The worst world conflict in history had ended the year before. The country was beginning to bustle with industrial, agricultural and commercial progress. And in Fort Loramie, 33 high school seniors prepared to go through graduation exercises.

They rented their black caps and gowns. They thought about their class motto, “In ourselves our future.” And a teacher, Mr. Delahaye, lined up the class for a walk to the church nearby.

“We headed over to the church to say the rosary,” said Norbert Holthaus, looking back across 70 years. “Delahaye clamped me on the shoulder and said, ‘You’ll lead the rosary.’ I didn’t know how to do that.” Holthause remembered being flustered, worried, thinking, “What am I going to do?”

“I hung back and we all got there and Les,” he pointed across a table with a gesture, still grateful seven decades later, to Lester Brandewie, now of Celina, “Les started in and saved me.
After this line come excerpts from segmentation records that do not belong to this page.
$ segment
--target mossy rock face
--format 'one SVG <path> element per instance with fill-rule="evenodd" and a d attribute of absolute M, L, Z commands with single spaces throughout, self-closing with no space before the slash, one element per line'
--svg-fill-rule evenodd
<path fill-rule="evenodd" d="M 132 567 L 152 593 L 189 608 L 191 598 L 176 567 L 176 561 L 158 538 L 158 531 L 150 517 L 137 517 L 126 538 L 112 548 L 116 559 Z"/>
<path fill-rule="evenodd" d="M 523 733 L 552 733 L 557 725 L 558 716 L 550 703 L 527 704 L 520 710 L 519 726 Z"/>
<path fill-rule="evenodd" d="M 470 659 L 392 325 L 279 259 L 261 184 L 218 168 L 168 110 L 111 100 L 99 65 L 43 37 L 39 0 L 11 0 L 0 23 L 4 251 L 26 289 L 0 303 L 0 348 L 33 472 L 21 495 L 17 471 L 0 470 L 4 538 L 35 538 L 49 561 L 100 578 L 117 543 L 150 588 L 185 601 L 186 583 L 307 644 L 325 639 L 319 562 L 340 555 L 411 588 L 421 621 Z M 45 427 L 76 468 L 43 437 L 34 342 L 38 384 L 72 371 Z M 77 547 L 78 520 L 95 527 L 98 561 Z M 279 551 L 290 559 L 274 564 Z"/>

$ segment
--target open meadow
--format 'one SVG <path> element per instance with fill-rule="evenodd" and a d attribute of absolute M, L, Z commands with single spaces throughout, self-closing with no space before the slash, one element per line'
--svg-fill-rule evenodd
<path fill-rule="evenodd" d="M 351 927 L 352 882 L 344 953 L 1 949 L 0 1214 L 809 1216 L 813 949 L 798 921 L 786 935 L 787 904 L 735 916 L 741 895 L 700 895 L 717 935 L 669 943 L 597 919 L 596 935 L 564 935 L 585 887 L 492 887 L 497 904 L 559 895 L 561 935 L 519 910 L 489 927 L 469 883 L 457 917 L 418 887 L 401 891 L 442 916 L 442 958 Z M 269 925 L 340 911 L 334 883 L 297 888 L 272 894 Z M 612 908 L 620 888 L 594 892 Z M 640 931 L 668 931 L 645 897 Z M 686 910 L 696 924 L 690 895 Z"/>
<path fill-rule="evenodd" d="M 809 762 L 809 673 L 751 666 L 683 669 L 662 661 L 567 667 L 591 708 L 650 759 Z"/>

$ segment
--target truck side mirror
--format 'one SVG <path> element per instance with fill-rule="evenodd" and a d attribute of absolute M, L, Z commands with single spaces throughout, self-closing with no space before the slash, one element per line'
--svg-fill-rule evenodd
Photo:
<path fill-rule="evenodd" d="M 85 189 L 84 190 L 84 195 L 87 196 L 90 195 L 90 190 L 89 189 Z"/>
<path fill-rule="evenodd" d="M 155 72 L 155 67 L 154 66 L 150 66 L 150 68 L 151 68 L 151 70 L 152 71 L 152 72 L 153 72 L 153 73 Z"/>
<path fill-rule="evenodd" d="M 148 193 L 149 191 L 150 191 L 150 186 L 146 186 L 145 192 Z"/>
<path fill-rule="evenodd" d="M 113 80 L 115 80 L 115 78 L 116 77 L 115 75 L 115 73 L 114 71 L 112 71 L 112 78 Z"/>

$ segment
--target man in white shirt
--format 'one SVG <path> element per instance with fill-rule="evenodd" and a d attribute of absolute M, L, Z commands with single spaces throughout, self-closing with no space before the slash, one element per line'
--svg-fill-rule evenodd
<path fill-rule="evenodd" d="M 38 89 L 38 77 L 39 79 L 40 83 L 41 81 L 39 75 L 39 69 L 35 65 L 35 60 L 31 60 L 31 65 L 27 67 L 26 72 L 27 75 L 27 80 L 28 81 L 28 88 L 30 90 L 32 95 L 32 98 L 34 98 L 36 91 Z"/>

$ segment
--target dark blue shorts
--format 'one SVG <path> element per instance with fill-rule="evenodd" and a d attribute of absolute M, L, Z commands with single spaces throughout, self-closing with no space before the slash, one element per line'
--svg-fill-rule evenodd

That was the biggest scare of my high school life,” Holthaus, now of Wapakoneta, laughed.

He recounted the story to 16 fellow alumni and their guests during a reunion at Brucken’s Neighborhood Pub in Fort Loramie, Tuesday, to celebrate the 70th anniversary of their graduation.

The event was organized by Al Hoying, of New Bremen, with assistance by Holthaus and Helen Council, of Greenville.

Brandewie had his own stories to tell. A tall man with an infectious smile, he bespeaks the basketball player he once was.

“Our sophomore class had a real good basketball team,” he said. “We matched up with the seniors and we beat those guys.” He was denied the chance to say he’d been on a championship team, though.

“When we had our best team, there was a gas shortage. They canceled our district tournament,” Brandewie said.

Lester Kemper, of Celina, was denied the chance to play at all.

“I was a bench-warmer,” he laughed. “I was too short.” The coach would tell him, “We can’t lower the basket just for you.”

Hoying wasn’t into sports, although Brandewie did his best to get Hoying onto the baseball team. He took Hoying to the field and got the pitcher to throw a few balls.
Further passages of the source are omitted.